Â
Indonesia Mendidih: Konflik Natuna Memanas Mengancam Kedaulatan
 Tak kunjung usai, sengketa Laut Natuna justru memasuki babak panas, meningkatnya ancaman pencaplokan wilayah, penelitian illegal yang bebas keluar masuk hingga pengerukan hasil laut membuat Natuna menjadi wilayah rentan konflik yang menimbulka ancaman bagi kedaulatan Indonesia.
Kepulauan Natuna :surga tersembunyi di Selat Karimata
 Bak permata didalam lumpur, kepulauan Natuna yang terletak di utara selat Karimata adalah esensi dari sebuah Anugerah, melansir dari puskajianggaran.dpr.go.id kekayaan biota laut dan perikanan diperkirakan ada sekitar 504.212.85 ton (SAE;2021), cadangan minyak bumi di Natuna juga mencapai 14.386.470 barel, selain kekayaan alam yang tersembunyi Natuna juga dikenal sebagai jalur pelayaran Internasional Asia Timur, letaknya yang strategis dan potensi alam yang melimpah tak ayal membuat Natuna kerap diintai masalah-masalah yang mengancam kedaulatan Nasional.
Mulai dari maraknya kasus illegal fishing oleh kapal asing Vietnam yang melanggar batas zona ekonomi eksklusif (ZEE) Indonesia, kegiatan penelitian ilmiah kelautan tanpa izin juga kerap ditemukan dapat keluar masuk wilayah dengan bebas, yang terbesar adalah permasalahan sengketa wilayah Natuna antara Indonesia dan China yang sudah terjadi cukup lama dan belum kunjung menemukan titik terang, China mengklaim laut Natuna berada dibawah teritorialnya berdasarkan nine dash line serta teori traditional fishing ground dimana secara historis China mengaanggap nelayannya sudah sering berlalu-lalang di laut Natuna sejak dulu kala.
Declaration of the Conduct of the Parties in South China Sea, Dasar Hukum Yang Dilanggar China Dalam Klaim Sepihak.
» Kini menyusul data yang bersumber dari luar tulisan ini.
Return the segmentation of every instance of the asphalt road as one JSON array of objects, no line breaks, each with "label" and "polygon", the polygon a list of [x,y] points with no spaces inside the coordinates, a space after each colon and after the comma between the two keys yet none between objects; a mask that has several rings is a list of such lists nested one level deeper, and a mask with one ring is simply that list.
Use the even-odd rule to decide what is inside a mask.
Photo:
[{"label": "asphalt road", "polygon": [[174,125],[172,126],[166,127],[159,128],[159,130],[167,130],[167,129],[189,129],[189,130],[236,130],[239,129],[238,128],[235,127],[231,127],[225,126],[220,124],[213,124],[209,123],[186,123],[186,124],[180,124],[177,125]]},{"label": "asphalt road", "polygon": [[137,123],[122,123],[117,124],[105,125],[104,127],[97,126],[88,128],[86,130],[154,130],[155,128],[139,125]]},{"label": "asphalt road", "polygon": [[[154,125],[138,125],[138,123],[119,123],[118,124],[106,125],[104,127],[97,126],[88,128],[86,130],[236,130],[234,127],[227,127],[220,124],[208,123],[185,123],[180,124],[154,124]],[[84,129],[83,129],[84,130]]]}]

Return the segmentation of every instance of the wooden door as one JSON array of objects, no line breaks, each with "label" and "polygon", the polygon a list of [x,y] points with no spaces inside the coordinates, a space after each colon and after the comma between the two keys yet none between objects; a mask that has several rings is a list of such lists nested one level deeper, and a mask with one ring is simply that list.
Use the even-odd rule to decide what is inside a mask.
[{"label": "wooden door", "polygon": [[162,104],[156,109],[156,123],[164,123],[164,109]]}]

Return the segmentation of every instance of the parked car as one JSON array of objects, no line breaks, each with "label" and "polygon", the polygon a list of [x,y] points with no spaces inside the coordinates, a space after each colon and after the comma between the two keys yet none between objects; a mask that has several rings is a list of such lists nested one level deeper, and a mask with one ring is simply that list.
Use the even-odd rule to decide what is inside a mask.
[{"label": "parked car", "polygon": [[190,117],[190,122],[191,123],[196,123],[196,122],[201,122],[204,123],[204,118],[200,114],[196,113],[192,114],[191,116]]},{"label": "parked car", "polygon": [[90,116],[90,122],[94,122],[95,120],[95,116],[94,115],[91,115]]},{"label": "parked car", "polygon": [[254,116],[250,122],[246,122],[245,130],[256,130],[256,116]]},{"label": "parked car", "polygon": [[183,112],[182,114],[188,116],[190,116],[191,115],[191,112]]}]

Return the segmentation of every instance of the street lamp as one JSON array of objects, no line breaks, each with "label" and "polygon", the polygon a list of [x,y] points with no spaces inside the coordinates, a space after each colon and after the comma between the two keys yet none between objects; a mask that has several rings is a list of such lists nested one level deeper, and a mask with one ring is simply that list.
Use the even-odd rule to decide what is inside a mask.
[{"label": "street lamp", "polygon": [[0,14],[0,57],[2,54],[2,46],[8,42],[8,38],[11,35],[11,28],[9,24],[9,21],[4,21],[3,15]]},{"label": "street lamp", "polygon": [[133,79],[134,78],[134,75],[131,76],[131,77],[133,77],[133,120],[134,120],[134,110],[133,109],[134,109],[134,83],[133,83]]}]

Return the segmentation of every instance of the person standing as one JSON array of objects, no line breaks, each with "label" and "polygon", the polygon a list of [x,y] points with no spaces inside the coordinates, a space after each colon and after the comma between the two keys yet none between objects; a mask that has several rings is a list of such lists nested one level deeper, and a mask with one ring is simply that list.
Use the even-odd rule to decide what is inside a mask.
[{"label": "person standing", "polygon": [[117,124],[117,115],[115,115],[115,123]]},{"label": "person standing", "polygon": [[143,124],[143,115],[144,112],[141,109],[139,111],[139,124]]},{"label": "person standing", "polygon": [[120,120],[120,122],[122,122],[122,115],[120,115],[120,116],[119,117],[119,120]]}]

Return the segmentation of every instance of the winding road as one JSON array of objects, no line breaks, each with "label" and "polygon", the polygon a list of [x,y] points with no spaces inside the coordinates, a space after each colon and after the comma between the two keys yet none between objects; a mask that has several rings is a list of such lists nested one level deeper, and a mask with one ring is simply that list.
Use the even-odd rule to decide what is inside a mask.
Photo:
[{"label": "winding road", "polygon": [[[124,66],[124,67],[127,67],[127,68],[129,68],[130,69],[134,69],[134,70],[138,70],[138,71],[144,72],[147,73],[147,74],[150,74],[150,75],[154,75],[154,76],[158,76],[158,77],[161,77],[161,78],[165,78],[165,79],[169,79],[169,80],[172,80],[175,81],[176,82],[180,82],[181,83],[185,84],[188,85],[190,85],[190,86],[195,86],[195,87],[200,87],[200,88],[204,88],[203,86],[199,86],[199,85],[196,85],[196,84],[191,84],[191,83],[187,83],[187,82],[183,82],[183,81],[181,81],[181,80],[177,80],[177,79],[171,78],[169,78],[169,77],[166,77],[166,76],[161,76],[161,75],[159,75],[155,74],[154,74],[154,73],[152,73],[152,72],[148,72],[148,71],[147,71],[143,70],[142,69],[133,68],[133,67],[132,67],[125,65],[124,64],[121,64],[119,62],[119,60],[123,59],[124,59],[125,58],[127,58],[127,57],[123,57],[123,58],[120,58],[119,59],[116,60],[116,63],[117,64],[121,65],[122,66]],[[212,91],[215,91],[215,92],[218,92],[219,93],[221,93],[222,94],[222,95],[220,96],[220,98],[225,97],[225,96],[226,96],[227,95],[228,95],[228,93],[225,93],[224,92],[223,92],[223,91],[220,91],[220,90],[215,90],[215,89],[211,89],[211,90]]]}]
Klaim sepihak China tentu membuat Indonesia mendidih, tidak adanya kejelasan hukum yang kuat dan alasan historis yang cenderung absurd, sementara Indonesia sendiri sudah memperjuangkan kedaulatan bagi Natuna sejak lama mulai dari penguatan pengakuan dunia Internasional yang mengamini bahwa laut Natuna masuk kedalam wilayah zona ekonomi eksklusif (ZEE) Indonesia berdasarakan hukum laut PBB 1 dan United Nations Convention On The Law of The Sea (UNCLOS) pada 1982, hingga penyelesaian konflik melalui mediasi yang melahirkan "Declaration of the Conduct of the Parties in South China Sea" pada tahun 2002, semua dasar hukum tersebut membuat Indonesia berada didalam posisi yang kuat untuk mengklaim Natuna berada dibawah teritorialnya, terlebih Perserikatan Bangsa-Bangsa (PBB) juga turut mengecam kegiatan illegal fishing serta penelitian kelautan tanpa izin yang dilakukan China, hal tersebut dianggap sebagai pelanggaran terhadap hukum Internasional.
 Badan Hukum & Ambiguitas Sanksi Atas Pelanggaran di Laut Natuna:
Permasalahan sengketa ini tentu tidak hanya memerlukan perhatian khusus, akan tetapi juga perlu ketegasan dari aparatur hukum, serta peraturan perundang-undangan, khususnya RUU kelautan yang masih tumpang tindih karena adanya dua badan yang berperan dalam penegakan hukum kelautan yaitu BAKAMLA (Badan Keamanan Kelautan) dan KPLP (Kesatuan Penjaga Laut dan Pantai) , ketidakjelasan akan siapa yang layak memberikan tindakan tegas disekitas laut Natuna ini justru akan menciptakan celah masuknya ancaman-ancaman baru, karena pertahanan militer kelautan yang cenderung ambigu.
Kontroversi dualisme kekuatan laut ini juga sampai ke telinga Presiden Joko Widodo , hingga muncul wacana pembentukan Indonesian Coast Guard di wilayah Natuna yang hingga kini masih menjadi polemik panjang, dibawah perintah presiden Joko Widodo pembentukan Kesatuan Penjagaan Laut dan Pantai ini direncanakan akan meleburkan BAKAMLA dan KPLP menjadi satu organisasi, namun hingga saat ini dua organisasi tersebut masih berdiri masing-masing dibawah dua nanungan organisasi yang berbeda, KPLP berada dibawah naungan Kementrian Perhubungan Indonesia, sementara BAKAMLA sendiri merupakan organisasi kelautan non-kementrian, yang memiliki keterikatan secara langsung dengan Presiden dan Menteri Koordinator Bidan Politik, Hukum dan Kemanan.